A previous project presented to the trustees two years ago was scrapped because its cost exceeded original estimates, Aiken said.
"We decided to scale back the project and stay within the original scope [of $8-8.5 million] and wait to see if additional money could be raised," he said. "But if we waited any longer, we would lose the money we already have because the heirs to the donor [the Spurlock family of Indiana] are not happy it has taken this long" to get the project under way.
The architectural firm selected is Nagle Hatray Danker Kagan McKay of Chicago, which was responsible for the construction of the Walker Museum at the University of Chicago and Oprah Winfrey's Harpo studios.
The firm of Donovan and Green of New York City will be employed as museum exhibit consultant; it is in charge of this year's Olympic Committee exhibit and collaborates regularly with the Smithsonian Institution.
Future of UIS Also discussed at the trustees meeting was the future of the UI's Springfield campus. UIS will draw on its location in the state capitol and its tradition as a small institution to bill itself as a small liberal arts college at a bargain price.

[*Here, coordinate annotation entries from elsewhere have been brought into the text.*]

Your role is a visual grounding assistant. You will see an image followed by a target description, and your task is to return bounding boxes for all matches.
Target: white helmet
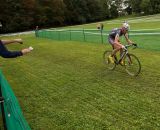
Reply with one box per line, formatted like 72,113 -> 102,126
122,22 -> 130,30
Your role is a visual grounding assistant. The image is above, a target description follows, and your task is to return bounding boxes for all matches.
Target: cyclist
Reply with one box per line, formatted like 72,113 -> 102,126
108,22 -> 134,65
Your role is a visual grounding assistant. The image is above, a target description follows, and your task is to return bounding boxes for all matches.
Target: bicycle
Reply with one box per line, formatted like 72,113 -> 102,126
103,44 -> 141,76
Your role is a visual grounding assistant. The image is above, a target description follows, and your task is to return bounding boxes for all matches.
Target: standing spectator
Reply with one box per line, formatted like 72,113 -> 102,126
35,26 -> 39,37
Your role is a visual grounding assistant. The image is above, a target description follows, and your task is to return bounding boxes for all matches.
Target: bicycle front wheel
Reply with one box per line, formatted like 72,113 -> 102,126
103,51 -> 116,70
124,54 -> 141,76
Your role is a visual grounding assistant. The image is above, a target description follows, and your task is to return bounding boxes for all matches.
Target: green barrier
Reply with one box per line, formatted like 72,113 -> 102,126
0,71 -> 31,130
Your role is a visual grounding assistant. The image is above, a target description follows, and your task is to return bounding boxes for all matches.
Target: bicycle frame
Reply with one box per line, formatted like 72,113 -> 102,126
114,47 -> 128,65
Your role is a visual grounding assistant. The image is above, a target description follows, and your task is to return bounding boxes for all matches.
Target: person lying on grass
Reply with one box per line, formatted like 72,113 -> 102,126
0,39 -> 33,58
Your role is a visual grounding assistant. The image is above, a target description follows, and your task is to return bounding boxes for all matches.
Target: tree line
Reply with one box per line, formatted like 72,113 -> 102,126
0,0 -> 160,33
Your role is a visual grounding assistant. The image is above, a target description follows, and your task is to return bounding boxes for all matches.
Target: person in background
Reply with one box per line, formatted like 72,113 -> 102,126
35,26 -> 39,37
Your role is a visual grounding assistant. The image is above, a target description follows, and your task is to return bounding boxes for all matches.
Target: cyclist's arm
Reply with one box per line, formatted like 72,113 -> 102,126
124,33 -> 133,44
115,34 -> 120,44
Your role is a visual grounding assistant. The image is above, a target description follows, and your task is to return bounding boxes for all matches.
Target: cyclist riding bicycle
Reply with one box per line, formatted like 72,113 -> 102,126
108,22 -> 134,65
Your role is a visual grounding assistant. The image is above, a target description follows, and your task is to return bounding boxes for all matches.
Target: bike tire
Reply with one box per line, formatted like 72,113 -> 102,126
124,54 -> 141,76
103,51 -> 116,70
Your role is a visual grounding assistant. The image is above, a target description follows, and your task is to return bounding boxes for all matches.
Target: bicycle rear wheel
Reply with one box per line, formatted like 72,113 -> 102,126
124,54 -> 141,76
103,51 -> 116,70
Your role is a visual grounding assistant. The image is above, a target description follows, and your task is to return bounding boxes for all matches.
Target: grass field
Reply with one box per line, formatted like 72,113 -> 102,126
1,14 -> 160,130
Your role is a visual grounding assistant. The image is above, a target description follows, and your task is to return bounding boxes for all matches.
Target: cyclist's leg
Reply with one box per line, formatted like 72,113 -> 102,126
108,37 -> 114,63
112,43 -> 123,57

A revised curriculum will emphasize traditional liberal arts fields and public affairs studies, said Wayne Penn, UIS vice chancellor.
"We can't be all things to all people," Penn told the UI trustees at their meeting in Chicago last week.
"We'll offer an alternative for students who now go to state universities but would like a smaller campus."
The university, formerly Sangamon State University, plans to offer a four-year undergraduate program for the first time, Penn said in presenting the interim report of the UIS Development Planning Committee.
At the heart of the university's public affairs mission is a proposed Ph.D. in public affairs, which has the backing of the Illinois Board of Higher Education and would complement UIC's new Ph.D. in public administration.
"The doctoral degree in public affairs will be the capstone of our curriculum," said Penn.
UIS will only offer master's programs with clear links to professional fields - none that are merely a preparation for doctorates.
"Teaching, research and public service will all be part of our mission, but teaching will be UIS's primary emphasis," Penn said.
The planning committee supported offering UIUC's master's of social work degree at UIS. The Springfield campus already grants a bachelor's of social work and a master of arts in child, family and community services.
Other recommendations included eliminating the bachelor's in economics, developing a concentration in finance, doing away with the applied statistics concentration in mathematics and offering a master's degree in nursing from UIC at UIS, with the latter's faculty participating in the curriculum.
The trustees started revamping UIS course offerings by voting to discontinue the master of arts degree in psychology, at the request of the UIS psychology department and the planning committee.